Sharing ransomware code for educational purposes is asking for trouble
Trend Micro may still be smarting from the revelation that there was a serious vulnerability in its Password Manager tool, but today the security company warns of the dangers of sharing ransomware source code.
The company says that those who discover vulnerabilities need to think carefully about sharing details of their findings with the wider public as there is great potential for this information to be misused, even if it is released for educational purposes. It says that "even with the best intentions, improper disclosure of sensitive information can lead to complicated, and sometimes even troublesome scenarios".
The warning may seem like an exercise in stating the bleeding obvious, but it does serve as an important reminder of how the vulnerability disclosure process should work. When it comes to security holes in software, there is usually a 90 day disclosure period during which the discoverer will warn the company responsible for it, before then going public.
But the same cannot be said of malware such as ransomware. Unlike software vulnerabilities -- which can usually be fairly easily patched -- publicizing the inner workings of malware can have far-reaching consequences. While antivirus vendors can push out updates to offer protection against known variants, sharing the source code for ransomware greatly increases the chances that more examples of the malware will be created, making it harder to fight.
Writing on the TrendLabs Security Intelligence Blog, Trend Micro says that providing source code replete with warnings about how it should or should not be used is simply not good enough:
Unfortunately, anyone on the internet can disregard this warning.
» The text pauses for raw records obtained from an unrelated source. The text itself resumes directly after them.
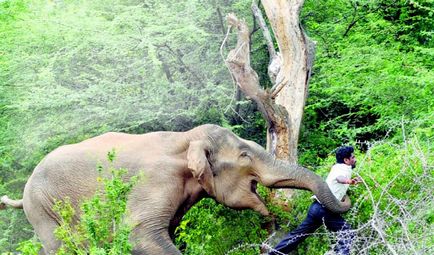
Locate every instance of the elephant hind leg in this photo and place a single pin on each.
(45, 231)
(44, 223)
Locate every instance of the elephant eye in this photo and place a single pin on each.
(244, 154)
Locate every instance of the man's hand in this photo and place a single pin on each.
(354, 181)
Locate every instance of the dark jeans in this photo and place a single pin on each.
(316, 216)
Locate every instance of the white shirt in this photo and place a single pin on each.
(339, 189)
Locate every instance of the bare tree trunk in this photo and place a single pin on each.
(289, 69)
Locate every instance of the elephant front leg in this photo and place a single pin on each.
(153, 242)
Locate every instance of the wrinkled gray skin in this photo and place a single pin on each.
(179, 168)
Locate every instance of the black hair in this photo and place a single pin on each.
(344, 152)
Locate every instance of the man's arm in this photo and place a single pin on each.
(344, 180)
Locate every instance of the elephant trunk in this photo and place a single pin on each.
(282, 174)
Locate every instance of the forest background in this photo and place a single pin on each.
(71, 69)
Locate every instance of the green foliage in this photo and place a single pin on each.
(211, 228)
(70, 70)
(29, 247)
(102, 228)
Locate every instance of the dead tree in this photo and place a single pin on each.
(289, 70)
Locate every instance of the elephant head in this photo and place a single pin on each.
(229, 169)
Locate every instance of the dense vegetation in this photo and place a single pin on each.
(73, 69)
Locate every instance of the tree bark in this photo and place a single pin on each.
(289, 69)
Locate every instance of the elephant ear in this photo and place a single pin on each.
(199, 165)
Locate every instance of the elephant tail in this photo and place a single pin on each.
(6, 201)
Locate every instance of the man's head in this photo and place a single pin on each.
(345, 155)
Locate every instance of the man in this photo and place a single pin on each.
(338, 181)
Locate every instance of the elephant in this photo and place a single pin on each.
(180, 168)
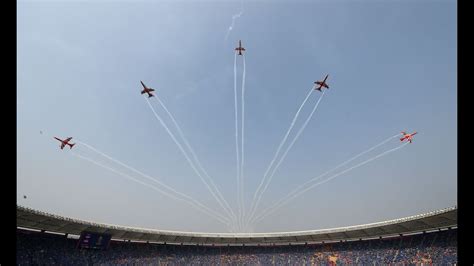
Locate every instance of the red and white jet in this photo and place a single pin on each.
(407, 136)
(240, 48)
(66, 142)
(147, 90)
(322, 84)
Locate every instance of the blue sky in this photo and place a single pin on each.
(392, 67)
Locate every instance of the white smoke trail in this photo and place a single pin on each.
(237, 140)
(284, 155)
(187, 157)
(278, 150)
(140, 173)
(199, 206)
(234, 17)
(276, 206)
(335, 168)
(242, 117)
(180, 132)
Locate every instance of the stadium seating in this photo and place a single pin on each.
(438, 248)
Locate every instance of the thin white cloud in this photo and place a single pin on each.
(234, 17)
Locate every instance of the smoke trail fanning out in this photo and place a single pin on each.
(276, 206)
(234, 17)
(335, 168)
(198, 206)
(237, 140)
(242, 143)
(180, 132)
(287, 150)
(278, 151)
(187, 157)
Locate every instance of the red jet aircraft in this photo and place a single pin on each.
(147, 90)
(240, 48)
(407, 136)
(322, 84)
(66, 142)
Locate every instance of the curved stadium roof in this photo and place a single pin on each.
(440, 219)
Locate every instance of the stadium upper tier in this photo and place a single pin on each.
(445, 218)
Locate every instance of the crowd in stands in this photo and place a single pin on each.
(437, 248)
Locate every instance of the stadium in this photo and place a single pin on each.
(241, 132)
(430, 238)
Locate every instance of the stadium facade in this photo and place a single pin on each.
(439, 220)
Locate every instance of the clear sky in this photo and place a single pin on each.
(391, 64)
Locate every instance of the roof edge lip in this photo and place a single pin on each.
(241, 235)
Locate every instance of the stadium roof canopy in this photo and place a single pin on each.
(436, 220)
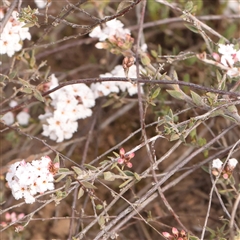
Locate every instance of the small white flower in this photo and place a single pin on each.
(8, 117)
(23, 118)
(41, 3)
(113, 27)
(232, 162)
(217, 163)
(227, 49)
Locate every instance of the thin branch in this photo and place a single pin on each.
(6, 17)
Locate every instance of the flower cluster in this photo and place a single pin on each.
(125, 158)
(41, 3)
(70, 103)
(22, 117)
(11, 218)
(217, 166)
(114, 37)
(13, 34)
(105, 88)
(229, 58)
(176, 235)
(112, 28)
(27, 179)
(74, 102)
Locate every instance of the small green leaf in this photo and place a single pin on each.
(88, 185)
(136, 175)
(129, 173)
(156, 93)
(192, 28)
(188, 6)
(12, 75)
(145, 60)
(175, 76)
(159, 50)
(108, 102)
(205, 169)
(176, 94)
(80, 192)
(56, 159)
(68, 184)
(77, 170)
(196, 98)
(154, 53)
(101, 221)
(27, 90)
(174, 137)
(60, 178)
(90, 167)
(38, 95)
(116, 154)
(125, 183)
(108, 176)
(99, 207)
(62, 170)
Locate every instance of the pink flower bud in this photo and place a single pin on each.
(225, 176)
(166, 234)
(216, 57)
(122, 151)
(120, 161)
(131, 155)
(21, 215)
(175, 231)
(7, 216)
(129, 164)
(183, 233)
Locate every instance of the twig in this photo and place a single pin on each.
(212, 189)
(6, 17)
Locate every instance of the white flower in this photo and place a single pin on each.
(227, 49)
(41, 3)
(23, 118)
(27, 179)
(8, 118)
(113, 27)
(232, 162)
(217, 163)
(13, 103)
(13, 33)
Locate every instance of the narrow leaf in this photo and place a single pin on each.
(196, 98)
(176, 94)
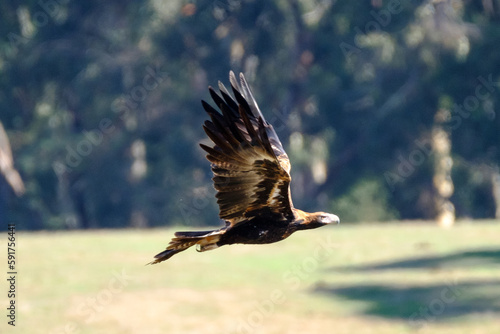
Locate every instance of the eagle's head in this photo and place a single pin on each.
(316, 219)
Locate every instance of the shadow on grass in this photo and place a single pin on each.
(420, 304)
(463, 259)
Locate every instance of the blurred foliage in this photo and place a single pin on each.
(101, 104)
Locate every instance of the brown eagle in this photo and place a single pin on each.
(251, 175)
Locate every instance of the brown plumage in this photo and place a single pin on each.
(251, 175)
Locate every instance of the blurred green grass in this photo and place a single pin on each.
(345, 279)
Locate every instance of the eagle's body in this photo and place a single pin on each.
(251, 175)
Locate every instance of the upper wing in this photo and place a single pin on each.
(251, 169)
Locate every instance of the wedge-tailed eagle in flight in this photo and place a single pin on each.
(251, 175)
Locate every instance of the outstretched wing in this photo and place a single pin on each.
(251, 168)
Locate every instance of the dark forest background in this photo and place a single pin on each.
(387, 109)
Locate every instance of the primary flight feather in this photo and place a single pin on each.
(251, 175)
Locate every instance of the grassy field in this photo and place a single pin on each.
(387, 278)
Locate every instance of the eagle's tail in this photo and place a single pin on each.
(204, 240)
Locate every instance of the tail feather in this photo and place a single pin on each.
(205, 240)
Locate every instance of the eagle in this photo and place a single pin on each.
(251, 174)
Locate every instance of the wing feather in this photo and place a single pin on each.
(251, 169)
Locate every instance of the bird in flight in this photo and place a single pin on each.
(251, 175)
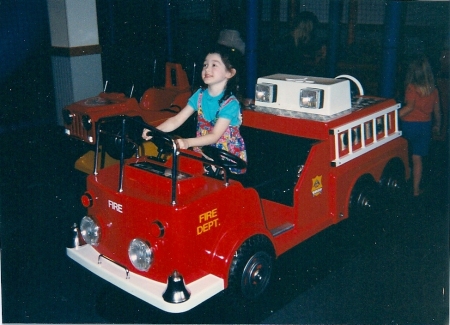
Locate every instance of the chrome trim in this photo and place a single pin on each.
(127, 272)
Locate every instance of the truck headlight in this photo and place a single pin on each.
(311, 98)
(140, 254)
(87, 122)
(266, 92)
(90, 230)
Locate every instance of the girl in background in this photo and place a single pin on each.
(422, 101)
(219, 112)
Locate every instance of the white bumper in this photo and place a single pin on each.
(148, 290)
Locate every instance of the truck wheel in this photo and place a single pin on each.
(251, 268)
(392, 181)
(364, 198)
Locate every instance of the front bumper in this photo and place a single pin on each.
(148, 290)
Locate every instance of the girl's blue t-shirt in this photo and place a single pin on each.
(210, 106)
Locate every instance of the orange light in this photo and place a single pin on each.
(157, 229)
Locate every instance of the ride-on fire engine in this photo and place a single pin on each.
(157, 104)
(174, 235)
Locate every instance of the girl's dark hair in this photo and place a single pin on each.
(232, 59)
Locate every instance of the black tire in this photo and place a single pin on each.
(251, 268)
(365, 198)
(392, 181)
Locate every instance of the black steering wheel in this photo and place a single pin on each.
(224, 158)
(162, 140)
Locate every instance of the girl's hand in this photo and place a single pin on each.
(182, 143)
(145, 136)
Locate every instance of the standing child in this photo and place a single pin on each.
(422, 100)
(219, 111)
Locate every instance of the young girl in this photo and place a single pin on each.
(422, 100)
(219, 114)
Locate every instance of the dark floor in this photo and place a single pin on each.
(395, 273)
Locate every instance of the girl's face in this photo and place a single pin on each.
(215, 72)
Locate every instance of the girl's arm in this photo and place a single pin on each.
(210, 138)
(437, 118)
(173, 122)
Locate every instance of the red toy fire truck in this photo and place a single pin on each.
(156, 105)
(173, 235)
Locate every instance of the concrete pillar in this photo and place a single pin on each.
(76, 53)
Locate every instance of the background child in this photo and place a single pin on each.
(422, 100)
(219, 112)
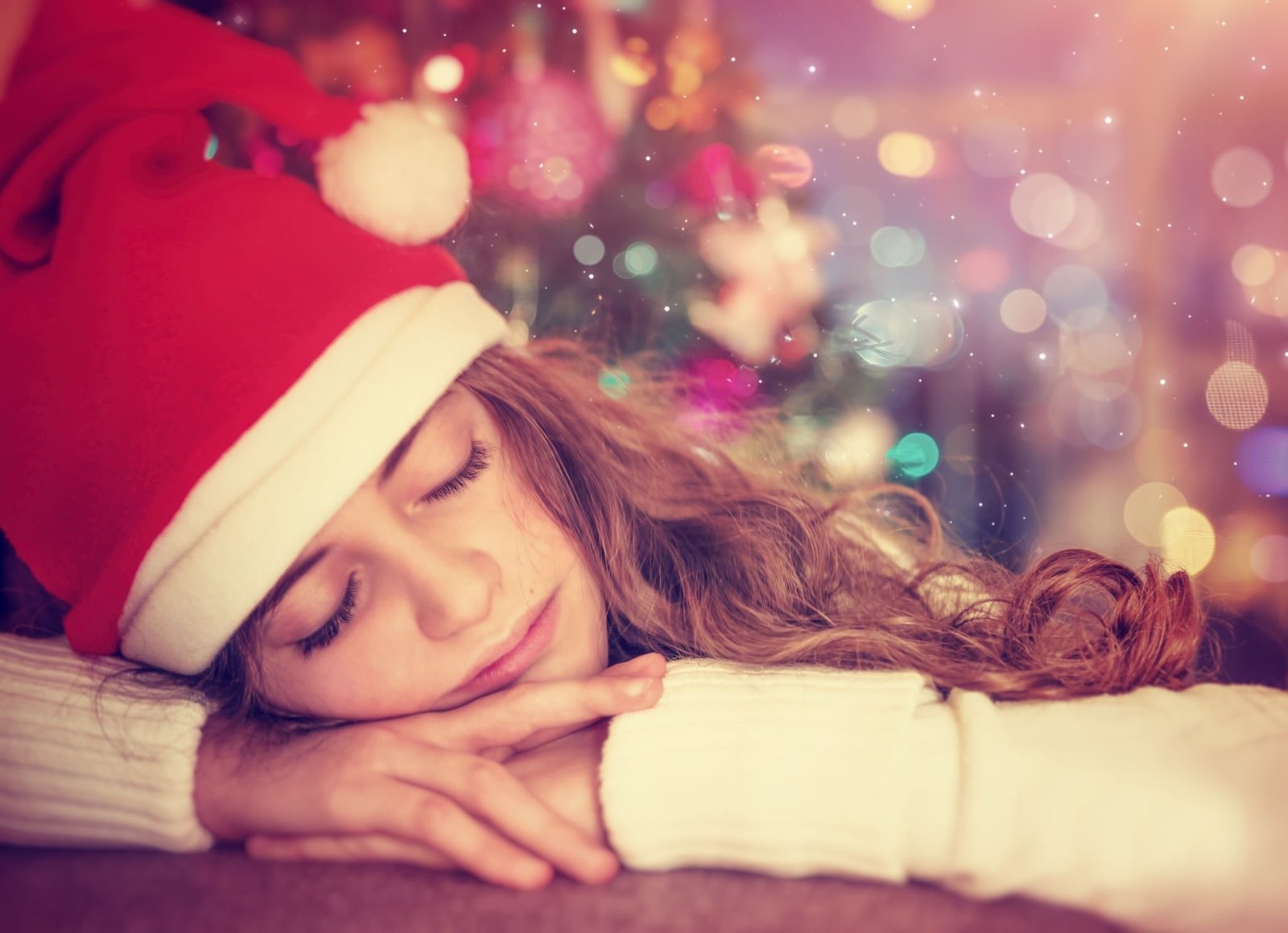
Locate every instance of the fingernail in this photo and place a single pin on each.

This became evident when Trend Micro discovered a hacked website in Paraguay that distributed ransomware. Our analysis showed that the website was compromised by a Brazilian hacker who used a modified Hidden Tear code.
The website has been compromised since Sept. 15 to Dec. 17 at the latest. It was compromised once again on December 18. The website redirects users to a fake Adobe Flash download website where they are prompted to download a new Flash player. Once the download is complete, the file will automatically run.
In this instance, the Hidden Tear ransomware in question had been shared on Github. Trend Micro recognizes the value in sharing information about how ransomware works with a view to building up protection, but says that this also opens up the possibility of exploitation by bad actors. Martin Roesler, Trend Micro Senior Director for Threat Research says:
We need to share knowledge that creates understanding about potential damage, but not the ability to create it. We need to share knowledge about 'who exploits work', but not 'how to make use of them'. We need to share knowledge 'how malware works', but sharing 'sample code' is not needed for that.
The advice is to share detailed information through secure channels, and only go public with vaguer information.